System output: Saving matrix using edu.ucla.sspace.matrix.SvdlibcSparseBinaryMatrixBuilder@5e2de80 https://github.com/edu.ucla.sspace.matrix.SvdlibcSparseBinaryMatrixBuilder/S-Space/commit/5e2de80c Saw 8 terms, 7 unique Saw 5 terms, 5 unique Saw 6 terms, 6 unique edu.ucla.sspace.lsa.LatentSemanticAnalysis@406a31d https://github.com/edu.ucla.sspace.lsa.LatentSemanticAnalysis/S-Space/commit/406a31db processing doc edu.ucla.sspace.util.SparseIntHashArray@2fae8f9 https://github.com/edu.ucla.sspace.util.SparseIntHashArray/S-Space/commit/2fae8f9 edu.ucla.sspace.lsa.LatentSemanticAnalysis@406a31d https://github.com/edu.ucla.sspace.lsa.LatentSemanticAnalysis/S-Space/commit/406a31db processing doc edu.ucla.sspace.util.SparseIntHashArray@3553305 https://github.com/edu.ucla.sspace.util.SparseIntHashArray/S-Space/commit/3553305b edu.ucla.sspace.lsa.LatentSemanticAnalysis@406a31d https://github.com/edu.ucla.sspace.lsa.LatentSemanticAnalysis/S-Space/commit/406a31db processing doc edu.ucla.sspace.util.SparseIntHashArray@390b4f5 https://github.com/edu.ucla.sspace.util.SparseIntHashArray/S-Space/commit/390b4f54 Jan 25, 2015 1:33:24 AM edu.ucla.sspace.common.GenericTermDocumentVectorSpace processSpace INFO: performing log-entropy transform Jan 25, 2015 1:33:24 AM edu.ucla.sspace.matrix.LogEntropyTransform$LogEntropyGlobalTransform INFO: Computing the total row counts Jan 25, 2015 1:33:24 AM edu.ucla.sspace.matrix.LogEntropyTransform$LogEntropyGlobalTransform INFO: Computing the entropy of each row Jan 25, 2015 1:33:24 AM edu.ucla.sspace.matrix.LogEntropyTransform$LogEntropyGlobalTransform INFO: Scaling the entropy of the rows Jan 25, 2015 1:33:24 AM edu.ucla.sspace.lsa.LatentSemanticAnalysis processSpace INFO: reducing to 300 dimensions Exception in thread "main" java.lang.RuntimeException: SVDLIBC generated the incorrect number of dimensions: 3 versus 300 at edu.ucla.sspace.matrix.factorization.SingularValueDecompositionLibC.readSVDLIBCsingularVector(SingularValueDecompositionLibC.java:198) at edu.ucla.sspace.matrix.factorization.SingularValueDecompositionLibC.factorize(SingularValueDecompositionLibC.java:161) at edu.ucla.sspace.lsa.LatentSemanticAnalysis.processSpace(LatentSemanticAnalysis.java:463) at edu.ucla.sspace.mains.GenericMain.processDocumentsAndSpace(GenericMain.java:514) at edu.ucla.sspace.mains.GenericMain.run(GenericMain.java:443) at edu.ucla.sspace.mains.LSAMain.main(LSAMain.java:167)
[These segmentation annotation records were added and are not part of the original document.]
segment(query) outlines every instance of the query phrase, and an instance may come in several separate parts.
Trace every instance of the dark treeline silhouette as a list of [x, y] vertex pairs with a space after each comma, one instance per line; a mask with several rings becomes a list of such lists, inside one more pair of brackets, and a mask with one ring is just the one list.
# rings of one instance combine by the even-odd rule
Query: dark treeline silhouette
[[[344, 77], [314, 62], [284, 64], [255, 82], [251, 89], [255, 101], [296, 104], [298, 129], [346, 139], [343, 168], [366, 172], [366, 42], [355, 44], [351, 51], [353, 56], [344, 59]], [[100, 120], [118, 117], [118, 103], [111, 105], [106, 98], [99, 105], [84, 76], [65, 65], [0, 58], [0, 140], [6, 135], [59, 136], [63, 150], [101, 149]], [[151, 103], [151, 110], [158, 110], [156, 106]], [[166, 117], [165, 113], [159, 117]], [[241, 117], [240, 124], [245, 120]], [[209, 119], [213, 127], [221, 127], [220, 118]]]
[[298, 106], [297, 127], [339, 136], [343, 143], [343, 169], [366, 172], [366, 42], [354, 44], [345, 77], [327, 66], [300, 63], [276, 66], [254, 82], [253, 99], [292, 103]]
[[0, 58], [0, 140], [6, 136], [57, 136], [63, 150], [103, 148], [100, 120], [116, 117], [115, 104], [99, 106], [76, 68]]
FYI the environment setup is : 64-bit Windows 7 , svdlibc compiled with cygwin. Is this issue caused by the input file? I've tried using a wiki dump corpus however the issue still exists. Any help is greatly appreciated.

Thank You

— Reply to this email directly or view it on GitHub https://github.com/fozziethebeat/S-Space/issues/58.

kelvinAI commented 9 years ago

Reducing the number of dimensions to 2 solved the issue of the small input corpus. Thank you.